Learned priors for variational autoencoders (SA/DA)

michaelt_prior.png
Variational autoencoders (VAEs) [1] are a popular method for variational inference thanks to their elegant formulation allowing for straightforward implementation and stable training. However, scaling VAEs to high-resolution and complex image data sets was found to be challenging. A promising direction towards learning more powerful VAEs is to use flexible, learned priors, as explored in [2]. This project aims to benchmark existing methods for learning such priors, explore variations thereof, and propose new methods. Image credit [2].

Type of project: 20%-40% theory, 60%-80% programming
Prerequisites: Programming, linear algebra, experience with deep learning software is a plus
Supervisor: Michael Tschannen
Professor: Helmut Bölcskei

References:
[1] D. Kingma and M. Welling, "Auto-encoding variational Bayes," International Conference on Learning Representations, 2014. [Link to Document]

[2] J. Tomczak and M. Welling, "VAE with a VampPrior," International Conference on Artificial Intelligence and Statistics, 2018. [Link to Document]

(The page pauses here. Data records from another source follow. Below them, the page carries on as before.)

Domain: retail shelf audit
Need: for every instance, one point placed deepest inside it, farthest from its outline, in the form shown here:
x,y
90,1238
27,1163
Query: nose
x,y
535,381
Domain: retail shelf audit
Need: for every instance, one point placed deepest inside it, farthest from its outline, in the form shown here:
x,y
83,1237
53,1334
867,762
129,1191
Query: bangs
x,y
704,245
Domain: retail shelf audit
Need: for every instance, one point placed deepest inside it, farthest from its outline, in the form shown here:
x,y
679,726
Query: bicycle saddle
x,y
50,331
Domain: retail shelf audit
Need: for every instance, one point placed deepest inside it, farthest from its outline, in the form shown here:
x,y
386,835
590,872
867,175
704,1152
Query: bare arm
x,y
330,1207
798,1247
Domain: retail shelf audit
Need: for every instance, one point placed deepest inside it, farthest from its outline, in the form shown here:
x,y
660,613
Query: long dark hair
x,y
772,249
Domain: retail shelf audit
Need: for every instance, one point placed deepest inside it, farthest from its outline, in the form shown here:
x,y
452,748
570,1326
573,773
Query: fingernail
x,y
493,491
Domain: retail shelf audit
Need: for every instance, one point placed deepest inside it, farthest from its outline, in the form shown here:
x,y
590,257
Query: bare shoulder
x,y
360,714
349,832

Distribution-preserving lossy compression (SA/DA)

michaelt_dplc.png
Recent advances in extreme image compression [1] allow artifact-free image reconstruction even at very low bitrates. Motivated by these results, [2] formalizes the concept of distribution-preserving lossy compression (DPLC), which optimizes the compression rate-distortion tradeoff under the constraint of the reconstructed (decompressed) samples following the empirical distribution of the training data. Specifically, a DPLC system (almost) perfectly reconstructs the training data when enough bits are allocated to the compressed representation. When zero bits are assigned to the compressed representation it learns a (deep) generative model of the data, and for intermediate bitrates DPLC smoothly interpolates between matching the distribution of the training data and perfectly reconstructing the training samples (cf. the figure on the left; the numbers at the top correspond to different rates (in bits per pixel) and each row corresponds to a different decoder realization). The DPLC framework introduced in [2] was so far applied to images only. This project shall explore new applications such as speech compression.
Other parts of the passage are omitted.